Both the A’s and the Rays had been working on proposals for new stadiums (in Oakland and Tampa, respectively) for at least 20 years. In both cases, the stadiums where those teams have now wound up playing are nowhere near MLB capacity nor amenity levels, and I’m certain that the league is not happy about this turn of events. It’s an indicator of just how broken the system of building new stadiums is (including the general expectation by the teams that cities and states will help to foot the bill), that both teams are now stuck in sub-standard parks for years. European-style relegation and promotion would have that happening every single year.

My answer to the question: FUCK and NO!!!

College athletics is out of control in many ways such as many players already making millions from NIL and conferences conglomerating power and money while others get shafted (PAC-2 for example).

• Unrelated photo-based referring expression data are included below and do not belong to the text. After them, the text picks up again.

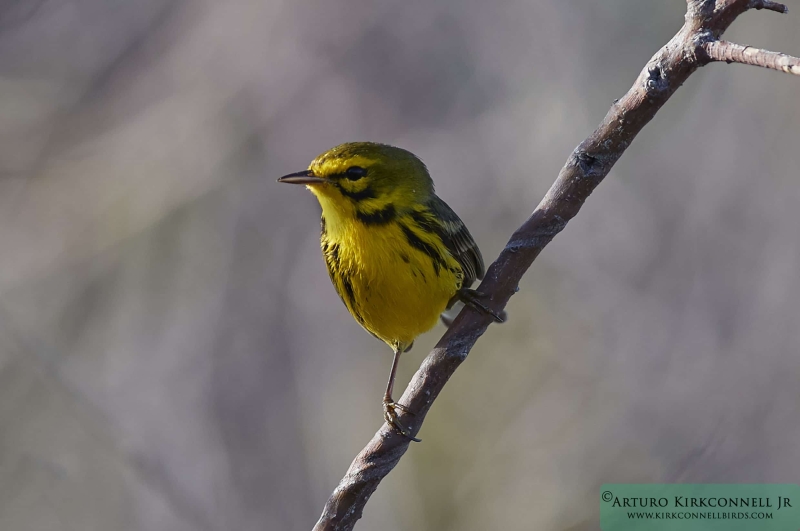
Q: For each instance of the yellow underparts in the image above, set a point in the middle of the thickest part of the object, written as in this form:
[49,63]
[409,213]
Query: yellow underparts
[393,276]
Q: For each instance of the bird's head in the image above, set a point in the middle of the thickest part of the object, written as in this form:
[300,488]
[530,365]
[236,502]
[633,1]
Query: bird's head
[362,177]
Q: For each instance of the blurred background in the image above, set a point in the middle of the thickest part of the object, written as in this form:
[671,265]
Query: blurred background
[173,356]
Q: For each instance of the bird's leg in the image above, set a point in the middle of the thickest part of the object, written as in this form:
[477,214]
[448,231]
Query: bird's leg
[390,406]
[475,299]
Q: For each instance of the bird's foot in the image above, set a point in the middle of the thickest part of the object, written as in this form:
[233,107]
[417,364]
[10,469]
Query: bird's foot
[390,408]
[475,299]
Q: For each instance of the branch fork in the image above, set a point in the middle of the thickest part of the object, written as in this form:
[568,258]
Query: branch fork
[696,44]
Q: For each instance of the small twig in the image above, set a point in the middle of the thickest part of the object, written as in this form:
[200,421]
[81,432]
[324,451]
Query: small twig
[769,4]
[695,45]
[736,53]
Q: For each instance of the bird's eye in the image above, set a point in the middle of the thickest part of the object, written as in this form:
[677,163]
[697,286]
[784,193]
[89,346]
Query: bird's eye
[354,173]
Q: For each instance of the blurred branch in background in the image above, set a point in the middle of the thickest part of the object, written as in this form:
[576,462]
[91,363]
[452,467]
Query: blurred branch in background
[695,45]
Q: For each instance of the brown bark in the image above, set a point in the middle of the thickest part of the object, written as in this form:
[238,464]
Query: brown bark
[695,45]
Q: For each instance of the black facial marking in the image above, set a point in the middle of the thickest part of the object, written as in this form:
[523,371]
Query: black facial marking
[354,173]
[380,217]
[366,193]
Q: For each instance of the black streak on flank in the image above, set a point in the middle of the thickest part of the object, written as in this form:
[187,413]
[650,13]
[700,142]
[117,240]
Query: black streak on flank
[351,298]
[335,254]
[380,217]
[430,250]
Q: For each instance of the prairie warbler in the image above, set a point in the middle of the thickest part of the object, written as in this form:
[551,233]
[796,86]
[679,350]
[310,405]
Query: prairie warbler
[397,255]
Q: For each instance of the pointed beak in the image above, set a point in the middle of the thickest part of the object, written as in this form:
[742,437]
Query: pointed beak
[302,177]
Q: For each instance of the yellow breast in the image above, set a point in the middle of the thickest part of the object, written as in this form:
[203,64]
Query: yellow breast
[394,277]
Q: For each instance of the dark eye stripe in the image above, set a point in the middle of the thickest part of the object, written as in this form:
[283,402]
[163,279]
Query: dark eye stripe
[380,217]
[366,193]
[354,173]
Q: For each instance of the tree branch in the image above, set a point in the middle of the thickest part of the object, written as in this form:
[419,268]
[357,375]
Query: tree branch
[747,55]
[695,45]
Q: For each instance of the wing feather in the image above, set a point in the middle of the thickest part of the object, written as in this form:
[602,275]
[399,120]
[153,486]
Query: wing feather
[458,240]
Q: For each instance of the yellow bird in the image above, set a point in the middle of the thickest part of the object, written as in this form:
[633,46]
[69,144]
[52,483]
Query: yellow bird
[397,255]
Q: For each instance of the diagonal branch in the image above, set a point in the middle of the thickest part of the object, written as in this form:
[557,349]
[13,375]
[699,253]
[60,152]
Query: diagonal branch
[747,55]
[586,167]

The other problem with taxes going to pay college athletes, as others pointed out, is that it leads to an arms race among states. If Texas taxpayers are willing to pay taxes to fund the Longhorns but Oklahoma taxpayers aren’t willing to pay to get free agents to the Sooners, then what? And then you even get into intra-state rivalries. Texas and Texas A&M are both public universities; how do you divvy up the taxpayer funding for their free-agent athletes when they’re in a bidding war against each other?

This thread from two years ago pulled a lot of data together, but came up short of a general consensus on whether college sports make or cost the institutions money.

This is not true. There are currently three minor football leagues in the US, the United Football League, the Gridiron Developmental Football League, and the Rivals Professional Football League. The UFL may not consider itself a minor league, but many players from that league did sign NFL contracts, and I think their player contracts explicitly allow them to move to the NFL.

The NBA has an official development league, the NBA G league. There are also other unaffiliated minor leagues in basketball,

I’m not sure that anything but the UFL counts (GDFL doesn’t even have a website), and even then they’re not likely to be any more successful than the AAFL, XFL 1 or 2, or USFL.

And I’d be willing to bet that a middling SEC team would probably wipe the floor with any given UFL team.

The college leagues are the de-facto second level of sports in the US for football and basketball, even if there are things like the G-League out there.